Die passenden Wanderschuhe für Sommer und Winter
Gute Wanderschuhe sollten dir immer mindestens bis zum Knöchel reichen und gleichzeitig aus robusten, wasserabweisenden und im besten Fall auch atmungsaktiven Materialien gefertigt sein. Achte außerdem auf ein gutes Profil und eine stabile, steife Sohle. Ob du lieber knöchelhohe Wanderschuhe, klobige Wanderstiefel oder gar massive Bergstiefel trägst, bleibt letztendlich dir überlassen, solange die Schuhe für das jeweilige Einsatzgebiet geeignet sind bzw. der Jahreszeit entsprechen. Zur Vorbeugung lästiger Blasen und wunder Stellen, sollest du neue Wanderschuhe immer erst eine Weile im Alltag tragen. Sind die Schuhe einmal eingelaufen, sorgen hochwertige Funktionssocken für einen hohen Tragekomfort und ein optimales Fußklima. Da auch die robustesten Schnürsenkel einmal reißen können, solltest du immer auch ein Paar Ersatzschnürsenkel einpacken.
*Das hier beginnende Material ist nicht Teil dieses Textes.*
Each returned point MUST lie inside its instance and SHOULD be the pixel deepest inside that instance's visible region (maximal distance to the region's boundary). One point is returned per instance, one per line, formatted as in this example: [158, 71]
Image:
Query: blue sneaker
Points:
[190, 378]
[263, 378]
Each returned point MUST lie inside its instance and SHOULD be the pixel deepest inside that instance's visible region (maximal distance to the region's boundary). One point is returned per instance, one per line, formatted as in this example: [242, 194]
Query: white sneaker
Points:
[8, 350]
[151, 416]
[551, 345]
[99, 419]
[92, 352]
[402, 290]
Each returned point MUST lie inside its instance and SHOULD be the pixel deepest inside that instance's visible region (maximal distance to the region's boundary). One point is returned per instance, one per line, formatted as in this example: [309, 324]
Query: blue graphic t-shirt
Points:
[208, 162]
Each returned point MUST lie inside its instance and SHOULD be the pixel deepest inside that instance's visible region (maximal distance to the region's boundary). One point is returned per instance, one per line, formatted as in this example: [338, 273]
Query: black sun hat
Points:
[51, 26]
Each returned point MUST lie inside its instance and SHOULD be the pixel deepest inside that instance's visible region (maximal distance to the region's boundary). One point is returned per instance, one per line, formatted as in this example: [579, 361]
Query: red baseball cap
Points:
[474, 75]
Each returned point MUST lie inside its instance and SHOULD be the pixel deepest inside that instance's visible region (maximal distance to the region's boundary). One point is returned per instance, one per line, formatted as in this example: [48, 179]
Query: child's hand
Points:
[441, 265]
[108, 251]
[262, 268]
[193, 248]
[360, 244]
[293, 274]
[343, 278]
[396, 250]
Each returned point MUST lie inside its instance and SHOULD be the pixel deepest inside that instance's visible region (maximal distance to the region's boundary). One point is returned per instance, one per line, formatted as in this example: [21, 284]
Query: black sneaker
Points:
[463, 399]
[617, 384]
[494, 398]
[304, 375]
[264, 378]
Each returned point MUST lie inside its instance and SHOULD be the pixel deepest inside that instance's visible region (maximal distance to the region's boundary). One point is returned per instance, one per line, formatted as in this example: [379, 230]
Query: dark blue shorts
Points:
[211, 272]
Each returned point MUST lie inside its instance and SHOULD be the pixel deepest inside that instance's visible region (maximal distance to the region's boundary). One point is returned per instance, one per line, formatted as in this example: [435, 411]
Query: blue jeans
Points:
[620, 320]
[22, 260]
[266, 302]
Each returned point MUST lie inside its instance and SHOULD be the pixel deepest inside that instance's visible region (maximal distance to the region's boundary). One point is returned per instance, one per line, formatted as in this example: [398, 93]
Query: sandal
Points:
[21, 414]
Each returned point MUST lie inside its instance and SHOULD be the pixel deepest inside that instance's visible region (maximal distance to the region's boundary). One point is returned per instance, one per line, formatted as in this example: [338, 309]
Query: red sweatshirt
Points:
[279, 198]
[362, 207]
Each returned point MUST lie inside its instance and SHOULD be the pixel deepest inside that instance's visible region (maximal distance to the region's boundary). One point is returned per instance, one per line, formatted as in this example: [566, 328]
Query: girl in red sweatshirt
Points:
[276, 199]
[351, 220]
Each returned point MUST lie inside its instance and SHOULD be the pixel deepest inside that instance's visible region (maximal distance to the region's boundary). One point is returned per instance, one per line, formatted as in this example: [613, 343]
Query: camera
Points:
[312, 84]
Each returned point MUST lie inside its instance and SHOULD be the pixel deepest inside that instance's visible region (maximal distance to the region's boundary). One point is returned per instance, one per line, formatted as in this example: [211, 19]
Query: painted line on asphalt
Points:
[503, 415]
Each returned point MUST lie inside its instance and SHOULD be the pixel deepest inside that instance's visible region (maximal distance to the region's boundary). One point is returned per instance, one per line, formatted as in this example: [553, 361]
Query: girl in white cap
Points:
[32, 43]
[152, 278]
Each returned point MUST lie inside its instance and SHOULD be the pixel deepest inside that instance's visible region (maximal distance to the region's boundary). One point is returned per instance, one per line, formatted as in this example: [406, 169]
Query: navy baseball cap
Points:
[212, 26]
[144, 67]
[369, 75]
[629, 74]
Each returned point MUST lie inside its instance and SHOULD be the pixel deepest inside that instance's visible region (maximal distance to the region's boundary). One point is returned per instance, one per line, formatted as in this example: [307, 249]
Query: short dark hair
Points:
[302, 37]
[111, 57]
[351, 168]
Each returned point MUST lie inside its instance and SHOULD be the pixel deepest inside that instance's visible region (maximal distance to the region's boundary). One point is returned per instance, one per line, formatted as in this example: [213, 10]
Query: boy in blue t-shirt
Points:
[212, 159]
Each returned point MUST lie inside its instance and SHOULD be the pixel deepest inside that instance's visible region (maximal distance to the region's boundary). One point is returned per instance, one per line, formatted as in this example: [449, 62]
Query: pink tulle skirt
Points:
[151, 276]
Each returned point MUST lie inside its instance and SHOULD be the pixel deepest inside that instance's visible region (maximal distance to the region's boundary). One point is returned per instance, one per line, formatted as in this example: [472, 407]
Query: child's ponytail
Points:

So ersparst du dir im Zweifelsfall einige Unannehmlichkeiten.

Gut angezogen von Kopf bis Fuß: T-Shirts, Jacken und mehr
Zwar kannst du auch in Sport- und Alltagskleidung wandern gehen, über kurz oder lang legen sich die meisten Wanderer und Naturfans jedoch spezielle Wander- oder Outdoorkleidung zu, die nicht nur weniger Gewicht auf die Waage bringt, sondern auch in Sachen Funktionalität überzeugt. Je nach Wetterlage dürfen folgende Kleidungsstücke auf keiner Wanderung fehlen:

- Ein kurzes oder langes Funktionsshirt
- Eine bequeme Wanderhose
- Eine wärmende Fleecejacke oder ein Pullover
- Einen geeigneten Regenschutz (bestehend aus Regenhose und einer wasserdichten Hardshelljacke)
- Eine leichtere Softshelljacke
- Optional: Mütze/Stirnband, Handschuhe, Halstuch oder Loopschal für kühlere Tage oder Winterwanderungen.
Unabhängig vom Wetter und der gewählten Strecke solltest du außerdem immer Kleidung zum Wechseln mitnehmen.

Tipps zum rucksack packen: so erstellst du eine gute wanderpackliste 

Vor allem unerfahrene Wanderer stellt das Packen des Wanderrucksacks häufig vor eine große Herausforderung: Was brauche ich wirklich? Auf was kann ich im Zweifelsfall verzichten? Kann ich den 15 kg schweren Rucksack auch nach einem einstündigen Bergaufmarsch noch problemlos tragen? Folgende Tipps sollen dir dabei helfen, die für dich und deine Wanderbegleiter perfekte Packliste zu erstellen:

1. Verbindliche Checklisten: Auch wenn es auf den ersten Blick unnötig und pedantisch erscheint: Schriftliche Packlisten für unterschiedliche Wanderungen, Jahreszeiten oder Witterungsbedingungen sind eine große Hilfe, wenn es um die Organisation und Planung von Tagestouren oder auch mehrtägigen Wanderungen geht. Ob du die Liste lieber von Hand, in einer Excel-Tabelle oder mit einer zu diesem Zweck entwickelten App erstellst, ist reine Geschmackssache.

2. Checke den Wetterbericht: Planst du eine längere Wanderreise, solltest du dich bereits im Voraus über die Durchschnittstemperaturen, die Regen- bzw. Schneewahrscheinlichkeit und das Gewitterrisiko im Wandergebiet informieren. Zudem solltest du 1-3 Tage vorher die Wettervorhersage checken. Bei einem Regenrisiko von 1 % kannst du die Regenhose eventuell direkt im Schrank lassen.

3. Achte bereits beim Kauf von Kleidung und Ausrüstungsgegenständen auf ein möglichst geringes Gewicht und Packmaß und packe möglichst platzsparend. Das Gesamtgewicht deines Rucksacks sollte maximal 20 % deines Körpergewichts betragen.

4. Verzichte darauf, Kleidungsstücke oder Schuhe außen am Rucksack festzubinden. Herumbaumelnde Gegenstände sind nicht nur lästig, sondern stellen unter Umständen auch ein Sicherheitsrisiko dar.

5. Verpflegung: Bedenke, dass auch Essen und Trinken Platz im Rucksack beanspruchen. Dein Wanderrucksack sollte auch mit Proviant nicht zu schwer sein und sich problemlos schließen lassen.